As a child I remember crying myself to sleep many nights. Not understanding why I didn’t have a father. Broken.
My parents got divorced when I was very young, and consequently, my father was absent from my life until the day he died. I remember all too well watching my friends with envy at birthday parties, or sports days, or even just school drop-offs. To me, it seemed as if they had perfect lives… Simply because they had their dads there.
I grew increasingly bitter and angry because I felt like a piece of my life was missing – a piece that should have been there like it was for all the other girls I knew. When I became a teenager, never knowing what it felt like to be cuddled and kissed by a man who loved me unconditionally, who would carry me on his shoulders and make me feel invincible, or who would sit with me at dinner and tell me stories about life, I felt robbed.
It left me crushed.
My mom worked from 7am to 5pm, daily, just to support us. She came home tired, still putting dinner on the table and managing to spend a few moments with us before she headed to bed. Weary. Exhausted by the day. The sacrifices that she made for us I never fully understood or appreciated until now.

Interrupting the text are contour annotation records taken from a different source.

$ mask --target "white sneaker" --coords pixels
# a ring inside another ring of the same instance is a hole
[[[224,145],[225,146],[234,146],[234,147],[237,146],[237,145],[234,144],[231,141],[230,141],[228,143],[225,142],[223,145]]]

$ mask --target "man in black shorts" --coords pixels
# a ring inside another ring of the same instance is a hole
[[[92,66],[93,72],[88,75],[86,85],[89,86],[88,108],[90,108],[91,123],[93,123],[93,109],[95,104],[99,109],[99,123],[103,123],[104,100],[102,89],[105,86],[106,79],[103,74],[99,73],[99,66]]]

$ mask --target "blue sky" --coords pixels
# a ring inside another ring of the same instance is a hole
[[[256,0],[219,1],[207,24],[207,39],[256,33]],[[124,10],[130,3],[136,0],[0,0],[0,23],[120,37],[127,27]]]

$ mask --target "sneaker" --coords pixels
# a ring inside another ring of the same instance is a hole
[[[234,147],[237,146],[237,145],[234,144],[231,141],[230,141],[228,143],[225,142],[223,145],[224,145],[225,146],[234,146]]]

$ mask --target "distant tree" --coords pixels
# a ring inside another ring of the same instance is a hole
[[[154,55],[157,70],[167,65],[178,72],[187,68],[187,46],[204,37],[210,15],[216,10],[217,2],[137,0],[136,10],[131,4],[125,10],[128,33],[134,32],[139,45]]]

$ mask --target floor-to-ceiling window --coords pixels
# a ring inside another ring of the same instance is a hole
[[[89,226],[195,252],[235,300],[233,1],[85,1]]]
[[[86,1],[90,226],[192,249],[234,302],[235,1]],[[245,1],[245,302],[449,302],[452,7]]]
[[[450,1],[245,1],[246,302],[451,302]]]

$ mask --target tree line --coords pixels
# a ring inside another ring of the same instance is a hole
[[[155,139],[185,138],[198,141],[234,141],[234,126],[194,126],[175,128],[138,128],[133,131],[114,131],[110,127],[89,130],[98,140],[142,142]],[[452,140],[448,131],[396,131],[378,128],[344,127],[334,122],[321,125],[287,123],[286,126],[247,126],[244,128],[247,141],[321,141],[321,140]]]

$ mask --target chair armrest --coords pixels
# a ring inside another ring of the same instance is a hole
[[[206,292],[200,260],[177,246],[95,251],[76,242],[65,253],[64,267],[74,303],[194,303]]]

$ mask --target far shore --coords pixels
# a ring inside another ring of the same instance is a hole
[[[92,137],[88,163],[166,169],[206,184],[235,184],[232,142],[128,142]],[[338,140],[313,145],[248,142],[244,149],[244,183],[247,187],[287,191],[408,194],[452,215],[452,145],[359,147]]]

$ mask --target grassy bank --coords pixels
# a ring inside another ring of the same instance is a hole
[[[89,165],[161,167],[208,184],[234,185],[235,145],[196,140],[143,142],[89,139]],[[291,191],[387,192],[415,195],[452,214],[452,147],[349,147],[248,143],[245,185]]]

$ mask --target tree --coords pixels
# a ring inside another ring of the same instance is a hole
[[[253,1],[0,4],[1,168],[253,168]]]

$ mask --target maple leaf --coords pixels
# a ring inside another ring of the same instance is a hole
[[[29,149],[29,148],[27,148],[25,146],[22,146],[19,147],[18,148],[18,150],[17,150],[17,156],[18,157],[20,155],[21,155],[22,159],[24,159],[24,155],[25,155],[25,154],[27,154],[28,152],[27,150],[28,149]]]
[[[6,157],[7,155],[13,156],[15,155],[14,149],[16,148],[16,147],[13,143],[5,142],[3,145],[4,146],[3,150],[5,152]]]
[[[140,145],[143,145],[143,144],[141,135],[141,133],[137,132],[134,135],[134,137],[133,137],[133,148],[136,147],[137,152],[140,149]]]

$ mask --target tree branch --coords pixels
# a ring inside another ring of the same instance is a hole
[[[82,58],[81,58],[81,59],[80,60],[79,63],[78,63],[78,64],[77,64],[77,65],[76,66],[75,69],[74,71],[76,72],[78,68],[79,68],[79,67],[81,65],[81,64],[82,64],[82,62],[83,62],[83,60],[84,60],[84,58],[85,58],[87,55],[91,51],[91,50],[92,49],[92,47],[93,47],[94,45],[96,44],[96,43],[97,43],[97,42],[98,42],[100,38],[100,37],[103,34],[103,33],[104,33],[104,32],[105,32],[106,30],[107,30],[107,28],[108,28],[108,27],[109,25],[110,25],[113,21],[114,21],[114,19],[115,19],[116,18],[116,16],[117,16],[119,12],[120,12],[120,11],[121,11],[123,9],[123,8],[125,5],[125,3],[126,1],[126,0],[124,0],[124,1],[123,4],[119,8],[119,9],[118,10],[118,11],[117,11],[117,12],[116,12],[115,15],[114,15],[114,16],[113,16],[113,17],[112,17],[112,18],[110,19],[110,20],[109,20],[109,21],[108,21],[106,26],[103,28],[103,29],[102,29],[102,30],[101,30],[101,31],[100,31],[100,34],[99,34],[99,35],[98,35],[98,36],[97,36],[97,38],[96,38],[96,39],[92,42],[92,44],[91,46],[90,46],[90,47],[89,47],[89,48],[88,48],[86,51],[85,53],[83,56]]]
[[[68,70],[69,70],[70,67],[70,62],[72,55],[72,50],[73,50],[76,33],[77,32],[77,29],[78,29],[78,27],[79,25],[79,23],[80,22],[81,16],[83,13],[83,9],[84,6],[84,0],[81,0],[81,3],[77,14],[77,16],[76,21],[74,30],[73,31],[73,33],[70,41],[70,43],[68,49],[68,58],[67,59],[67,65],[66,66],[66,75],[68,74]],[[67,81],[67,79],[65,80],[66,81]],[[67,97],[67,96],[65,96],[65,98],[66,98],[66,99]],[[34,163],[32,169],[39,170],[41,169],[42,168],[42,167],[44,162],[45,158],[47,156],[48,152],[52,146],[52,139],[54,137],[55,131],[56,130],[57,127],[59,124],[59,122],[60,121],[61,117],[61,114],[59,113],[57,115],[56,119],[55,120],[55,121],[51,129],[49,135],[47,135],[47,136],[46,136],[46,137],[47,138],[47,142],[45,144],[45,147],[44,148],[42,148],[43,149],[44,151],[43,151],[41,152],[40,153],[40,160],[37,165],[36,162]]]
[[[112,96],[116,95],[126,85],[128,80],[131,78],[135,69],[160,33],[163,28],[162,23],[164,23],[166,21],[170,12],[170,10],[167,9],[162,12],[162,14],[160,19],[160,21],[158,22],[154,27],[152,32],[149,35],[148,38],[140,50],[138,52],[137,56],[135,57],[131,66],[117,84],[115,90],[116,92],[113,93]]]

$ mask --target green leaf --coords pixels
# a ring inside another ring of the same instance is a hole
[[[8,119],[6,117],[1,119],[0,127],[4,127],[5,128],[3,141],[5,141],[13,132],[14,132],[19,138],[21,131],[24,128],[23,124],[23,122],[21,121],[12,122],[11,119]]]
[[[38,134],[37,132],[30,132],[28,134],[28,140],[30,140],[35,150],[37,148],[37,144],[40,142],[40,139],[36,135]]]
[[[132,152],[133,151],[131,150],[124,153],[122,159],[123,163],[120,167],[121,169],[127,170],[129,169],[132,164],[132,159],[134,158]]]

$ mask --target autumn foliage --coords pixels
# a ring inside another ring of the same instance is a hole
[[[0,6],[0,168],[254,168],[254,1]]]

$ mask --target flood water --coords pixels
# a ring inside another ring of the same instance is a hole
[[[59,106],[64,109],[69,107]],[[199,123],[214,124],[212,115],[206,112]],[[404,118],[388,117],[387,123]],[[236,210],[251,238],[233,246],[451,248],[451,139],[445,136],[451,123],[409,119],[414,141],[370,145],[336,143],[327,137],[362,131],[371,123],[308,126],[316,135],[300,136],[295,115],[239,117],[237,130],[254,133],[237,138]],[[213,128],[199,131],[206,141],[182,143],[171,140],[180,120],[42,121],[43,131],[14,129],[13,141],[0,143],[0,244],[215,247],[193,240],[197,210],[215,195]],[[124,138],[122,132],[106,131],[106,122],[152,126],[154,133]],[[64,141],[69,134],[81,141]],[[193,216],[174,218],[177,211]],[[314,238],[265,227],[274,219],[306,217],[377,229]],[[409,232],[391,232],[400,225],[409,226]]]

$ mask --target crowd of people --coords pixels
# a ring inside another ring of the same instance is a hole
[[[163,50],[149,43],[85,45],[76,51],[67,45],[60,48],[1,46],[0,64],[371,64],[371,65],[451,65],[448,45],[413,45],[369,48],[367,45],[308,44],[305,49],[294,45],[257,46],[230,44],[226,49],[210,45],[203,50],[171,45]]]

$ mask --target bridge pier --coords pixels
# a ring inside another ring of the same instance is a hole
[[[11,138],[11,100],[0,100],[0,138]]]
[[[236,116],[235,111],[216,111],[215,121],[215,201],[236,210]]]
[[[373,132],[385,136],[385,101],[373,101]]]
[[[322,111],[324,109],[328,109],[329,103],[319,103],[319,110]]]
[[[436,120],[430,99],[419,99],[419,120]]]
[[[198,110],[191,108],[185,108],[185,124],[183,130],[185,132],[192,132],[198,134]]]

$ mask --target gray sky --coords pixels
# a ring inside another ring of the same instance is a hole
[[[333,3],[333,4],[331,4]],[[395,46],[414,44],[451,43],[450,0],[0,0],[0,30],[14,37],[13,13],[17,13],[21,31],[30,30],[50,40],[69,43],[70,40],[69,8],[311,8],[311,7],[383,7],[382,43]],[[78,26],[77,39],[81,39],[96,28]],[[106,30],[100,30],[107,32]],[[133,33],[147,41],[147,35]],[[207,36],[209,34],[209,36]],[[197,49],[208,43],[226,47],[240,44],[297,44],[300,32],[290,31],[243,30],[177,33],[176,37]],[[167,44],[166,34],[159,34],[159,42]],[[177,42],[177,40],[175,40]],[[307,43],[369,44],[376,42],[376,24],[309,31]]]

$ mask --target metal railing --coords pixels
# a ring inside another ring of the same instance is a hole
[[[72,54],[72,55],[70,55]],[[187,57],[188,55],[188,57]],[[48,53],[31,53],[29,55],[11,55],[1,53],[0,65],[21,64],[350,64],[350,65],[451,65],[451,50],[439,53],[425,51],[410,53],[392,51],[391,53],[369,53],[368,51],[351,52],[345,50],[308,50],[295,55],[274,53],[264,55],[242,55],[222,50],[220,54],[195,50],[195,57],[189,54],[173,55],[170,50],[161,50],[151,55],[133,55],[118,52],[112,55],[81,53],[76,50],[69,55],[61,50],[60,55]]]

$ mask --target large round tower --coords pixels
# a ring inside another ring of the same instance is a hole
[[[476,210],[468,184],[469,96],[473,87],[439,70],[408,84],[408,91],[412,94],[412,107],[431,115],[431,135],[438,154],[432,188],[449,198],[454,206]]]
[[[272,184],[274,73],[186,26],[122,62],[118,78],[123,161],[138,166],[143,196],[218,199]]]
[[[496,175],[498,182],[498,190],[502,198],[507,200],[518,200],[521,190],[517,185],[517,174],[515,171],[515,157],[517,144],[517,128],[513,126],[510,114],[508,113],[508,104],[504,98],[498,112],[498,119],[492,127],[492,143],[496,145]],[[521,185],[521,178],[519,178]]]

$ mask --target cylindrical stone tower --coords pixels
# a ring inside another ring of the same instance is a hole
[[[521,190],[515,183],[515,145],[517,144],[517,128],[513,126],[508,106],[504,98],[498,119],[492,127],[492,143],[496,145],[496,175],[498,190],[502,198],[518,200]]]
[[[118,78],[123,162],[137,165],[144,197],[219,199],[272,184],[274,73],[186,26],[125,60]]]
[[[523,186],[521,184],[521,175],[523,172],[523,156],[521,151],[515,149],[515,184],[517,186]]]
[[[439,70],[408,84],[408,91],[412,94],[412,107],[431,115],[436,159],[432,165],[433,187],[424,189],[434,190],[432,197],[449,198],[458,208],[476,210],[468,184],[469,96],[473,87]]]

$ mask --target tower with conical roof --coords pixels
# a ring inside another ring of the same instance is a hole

I was too young and frustrated to even consider that she too was alone, sad, and bombarded by the demands of life and raising three kids on her own.
The anger I felt was so embedded in me that it ruled. I was a loaded gun. Reckless. I had no self-love. No understanding of my own worth as a woman.
My soul was so consumed by how the world had done me wrong that I wasn’t able to believe in myself. I honestly didn’t think I would ever amount to much. My anger spilled over into every facet of my life. Almost every decision I made was one of self-destruction.
An attitude of never wanting to be married or bring kids into this pathetic world raged in my heart. I was hell-bent on going it alone… after all, life had taught me that I was meant to be alone. Deep inside I refused to be another statistic of yet another woman being hurt by a man. Thinking back, I hated men. That seems like a harsh thing to say. But as a 19-year old, I couldn’t make sense of or verbalize what I felt.
Until I met my husband.
The walls that I had so carefully built around me began to crumble. I was so confused; torn between what I was feeling, and the urge to “protect” myself.
I allowed myself to trust for the first time in my life. All the while suspecting that it was just a matter of time before I would end up getting hurt. It surprised me that he stuck around. Slowly and patiently removing one cracked and re-plastered brick at a time.
Fast forward a few years…
The day we were told that we would never have children hit me square in the face. All those familiar feelings of anger came rushing back like a pack of wild animals. A huge black hole opened up and threatened to suck me right in again. What was the point of marriage? I asked myself over and over again. All it does is hurt! I detested being vulnerable. For me, it was a sign of weakness. I had finally opened myself up to possibilities, only to be hurt again by the fact that we would never have the family that I had never wanted in the first place. Crazy thinking, I know!!
I had spent so many years vowing to never be hurt again, and here I was … hurting.
Then came the most magical day, the day I met my boys. I so clearly remember looking into their scared little eyes and silently promising them that I would never let them go. That I would fight to the death to give them what I sadly had never had. That moment will stay with me forever. I vowed to be their forever mommy. The anger that I had been carrying with me for so long. The aching hurt of feeling abandoned by my father simply slipped away. There was finally an explainable peace in my heart.
I had found my purpose. I am now called Mom.
There is a love so undeniable when you become a parent. On days when I am tired, stretched thin in every direction, when my patience is waning, when responsibilities threaten to overcome me, I reflect on the moment that I made a conscious decision to leave the broken, angry teenager behind, to allow myself to be vulnerable and embrace what I believe is my purpose.
No longer am I that, scared, anger filled and lost teenager. I am a mother that dotes on my 5 little miracles – even though I may get it horribly wrong some days. But oh, how rich is my life now!?
Sometimes, allowing ourselves to become vulnerable is one of the bravest and most rewarding choices we can make.